The zip code field is now user entered and will move the map to that area.

The city drop down will also move the map centered on the city. I still need to add this to the county field.

The main page has a much better layout. (I’m still on the search for a nice looking template to make it look better.) And I finally figured out some div layout issues I was struggling with.

I’ve been looking for a decent date picker to replace the drop downs for date. But I haven’t found anything yet. That's the next thing to change once I find one.

April 10, 2006

Updated Data through 4/9/2006

Data is updated through April 9th, 2006. The next available data will be this next Sunday, April 23, 2006.

April 09, 2006

New Features, Upgrade Google Maps to v2, Data 99% Processed

Today Late last night I finished the first pass of all the data. The data gets ‘released’ each Sunday, so there will be more data today.

Per d$’s request there’s a new feature. When you put your mouse over the address, it’ll change the color to green if it’s in the viewable map, or red if it’s not.

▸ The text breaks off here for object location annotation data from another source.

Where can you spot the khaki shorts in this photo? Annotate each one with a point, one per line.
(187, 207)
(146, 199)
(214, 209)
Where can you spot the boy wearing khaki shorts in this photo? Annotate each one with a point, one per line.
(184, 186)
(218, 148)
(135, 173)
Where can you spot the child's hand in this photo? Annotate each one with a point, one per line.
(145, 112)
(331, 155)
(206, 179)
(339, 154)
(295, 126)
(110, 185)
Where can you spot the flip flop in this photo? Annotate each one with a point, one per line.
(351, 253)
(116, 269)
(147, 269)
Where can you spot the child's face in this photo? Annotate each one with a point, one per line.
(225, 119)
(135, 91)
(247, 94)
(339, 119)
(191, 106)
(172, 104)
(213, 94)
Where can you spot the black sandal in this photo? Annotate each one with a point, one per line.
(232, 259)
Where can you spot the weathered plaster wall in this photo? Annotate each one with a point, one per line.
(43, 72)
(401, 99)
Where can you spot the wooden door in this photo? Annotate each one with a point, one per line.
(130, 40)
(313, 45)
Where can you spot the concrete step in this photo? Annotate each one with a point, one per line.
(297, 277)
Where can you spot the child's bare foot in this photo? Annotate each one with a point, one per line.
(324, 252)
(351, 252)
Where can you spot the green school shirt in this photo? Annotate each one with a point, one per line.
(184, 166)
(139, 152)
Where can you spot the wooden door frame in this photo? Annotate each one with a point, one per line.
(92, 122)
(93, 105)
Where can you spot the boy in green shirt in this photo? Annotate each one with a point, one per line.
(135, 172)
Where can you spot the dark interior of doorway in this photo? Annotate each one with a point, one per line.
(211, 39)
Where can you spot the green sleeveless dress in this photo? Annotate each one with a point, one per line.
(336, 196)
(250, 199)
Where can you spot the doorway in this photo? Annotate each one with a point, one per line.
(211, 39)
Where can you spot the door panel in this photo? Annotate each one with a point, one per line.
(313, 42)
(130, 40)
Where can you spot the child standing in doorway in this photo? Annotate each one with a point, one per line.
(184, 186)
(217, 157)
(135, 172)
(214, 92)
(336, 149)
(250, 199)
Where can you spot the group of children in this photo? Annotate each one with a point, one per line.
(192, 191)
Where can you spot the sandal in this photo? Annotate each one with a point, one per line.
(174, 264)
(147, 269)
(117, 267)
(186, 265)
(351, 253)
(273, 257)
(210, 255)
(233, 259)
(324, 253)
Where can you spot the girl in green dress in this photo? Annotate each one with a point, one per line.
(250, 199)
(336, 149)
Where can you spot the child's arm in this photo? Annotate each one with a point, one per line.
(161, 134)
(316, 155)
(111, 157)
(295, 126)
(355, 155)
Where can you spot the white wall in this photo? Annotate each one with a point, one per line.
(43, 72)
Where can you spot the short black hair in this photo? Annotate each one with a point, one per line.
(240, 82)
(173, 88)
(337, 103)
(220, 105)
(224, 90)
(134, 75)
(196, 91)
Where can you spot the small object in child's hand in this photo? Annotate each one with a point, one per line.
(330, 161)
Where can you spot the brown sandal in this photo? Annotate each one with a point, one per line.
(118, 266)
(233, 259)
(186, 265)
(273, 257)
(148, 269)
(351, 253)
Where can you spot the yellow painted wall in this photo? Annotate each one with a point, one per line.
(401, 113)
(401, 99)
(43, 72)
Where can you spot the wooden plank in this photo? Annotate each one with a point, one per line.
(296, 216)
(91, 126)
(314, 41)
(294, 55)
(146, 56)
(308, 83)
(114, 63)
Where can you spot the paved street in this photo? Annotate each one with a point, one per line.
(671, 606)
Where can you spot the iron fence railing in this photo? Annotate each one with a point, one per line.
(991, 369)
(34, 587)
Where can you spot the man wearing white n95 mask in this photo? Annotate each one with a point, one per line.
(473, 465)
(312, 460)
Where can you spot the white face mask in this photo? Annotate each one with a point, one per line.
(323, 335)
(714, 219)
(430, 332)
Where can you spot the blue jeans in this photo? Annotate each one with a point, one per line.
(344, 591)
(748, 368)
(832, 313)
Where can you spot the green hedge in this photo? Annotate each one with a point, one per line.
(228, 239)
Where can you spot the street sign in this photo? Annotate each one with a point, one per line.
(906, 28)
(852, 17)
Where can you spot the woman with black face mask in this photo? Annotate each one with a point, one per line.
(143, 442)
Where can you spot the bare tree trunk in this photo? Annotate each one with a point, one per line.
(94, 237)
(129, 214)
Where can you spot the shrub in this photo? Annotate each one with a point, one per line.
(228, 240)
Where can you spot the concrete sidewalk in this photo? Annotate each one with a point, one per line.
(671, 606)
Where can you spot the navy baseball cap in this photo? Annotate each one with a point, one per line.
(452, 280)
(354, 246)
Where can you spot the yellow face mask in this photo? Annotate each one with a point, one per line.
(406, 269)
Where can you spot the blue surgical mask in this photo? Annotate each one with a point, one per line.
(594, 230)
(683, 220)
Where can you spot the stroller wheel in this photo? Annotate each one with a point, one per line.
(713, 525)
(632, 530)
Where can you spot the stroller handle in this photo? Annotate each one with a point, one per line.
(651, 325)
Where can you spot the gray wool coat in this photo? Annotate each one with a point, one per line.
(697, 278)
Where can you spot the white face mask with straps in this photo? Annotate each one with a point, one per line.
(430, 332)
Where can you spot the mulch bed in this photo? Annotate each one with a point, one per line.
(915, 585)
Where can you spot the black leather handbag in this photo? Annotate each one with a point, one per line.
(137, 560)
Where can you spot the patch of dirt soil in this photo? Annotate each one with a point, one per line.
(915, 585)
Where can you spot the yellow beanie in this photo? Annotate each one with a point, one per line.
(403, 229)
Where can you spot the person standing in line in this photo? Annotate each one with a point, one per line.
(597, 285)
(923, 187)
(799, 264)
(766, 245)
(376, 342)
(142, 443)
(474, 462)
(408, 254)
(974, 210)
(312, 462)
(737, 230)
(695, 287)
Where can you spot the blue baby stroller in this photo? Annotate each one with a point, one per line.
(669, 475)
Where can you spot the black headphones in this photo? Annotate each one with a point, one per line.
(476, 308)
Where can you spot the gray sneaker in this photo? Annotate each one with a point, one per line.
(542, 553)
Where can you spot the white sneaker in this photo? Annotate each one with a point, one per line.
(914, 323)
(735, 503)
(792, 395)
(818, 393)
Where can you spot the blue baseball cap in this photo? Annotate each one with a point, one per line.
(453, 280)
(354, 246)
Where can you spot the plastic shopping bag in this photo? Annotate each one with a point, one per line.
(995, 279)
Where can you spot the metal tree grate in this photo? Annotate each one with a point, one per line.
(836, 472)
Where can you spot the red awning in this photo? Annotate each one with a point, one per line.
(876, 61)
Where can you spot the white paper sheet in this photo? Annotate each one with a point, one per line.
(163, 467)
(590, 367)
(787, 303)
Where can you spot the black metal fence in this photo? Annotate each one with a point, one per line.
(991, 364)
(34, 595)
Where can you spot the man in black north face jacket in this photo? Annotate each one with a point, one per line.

Now it’s possible to be more specific with the range of prices to search on. The price range has been broken out of one restricting drop down to two now. (Another d$ request.)

There’s also a new filter for free form text. You can search on any part of the address:

  • Street number, part of the street number
  • Street name, part of the street name

I upgraded the Google Maps API to version 2 today. I started having some random problems that weren’t that consistent and seemed to be memory related (lags and such). Most likely caused from all the testing so I decided it was time to use the new. They even mentioned memory leaks on their website.

There were about 20 XML files that were in my log as being in error. (Each XML file was one date and county on the old system, now it’s getting put in a mySQL db.) I went through those and got them set up to processed.

April 07, 2006

New Data: Now there's 145,057 home sales listed

I’m still working on populating the data. There are so many data points. The real estate market around here is pretty crazy.
The data that just went in is the first pass of the following dates:

04.27.03 - 05.30.04
04.03.05 - 11.16.05

Which means we’re missing 05.30.04 - 04.03.05 and 11.16.05 – now (04.07.06)
There’s about 16 months of data to go. It should be done by tomorrow after noon.

What does ‘first pass’ mean? Well, I first geocode the address with a CGI script that I built (instructions can be found on geocoder.us). If the address isn’t found there I try geocoding using Yahoo’s Geocoding Service. However, sometimes I go over the 5000 permitted per day and it’s no longer an option until the next day.
The next pass will be using Yahoo's geocoder on all the addresses that didn't resolve on mine, and then maybe taking a look at some of the data. There was one address that I noticed that said West San Jose as it's city. I don't think that exists. So I might have to work some of that out another way.

Project Overview

Well, I guess it’s time to tell a little about the project.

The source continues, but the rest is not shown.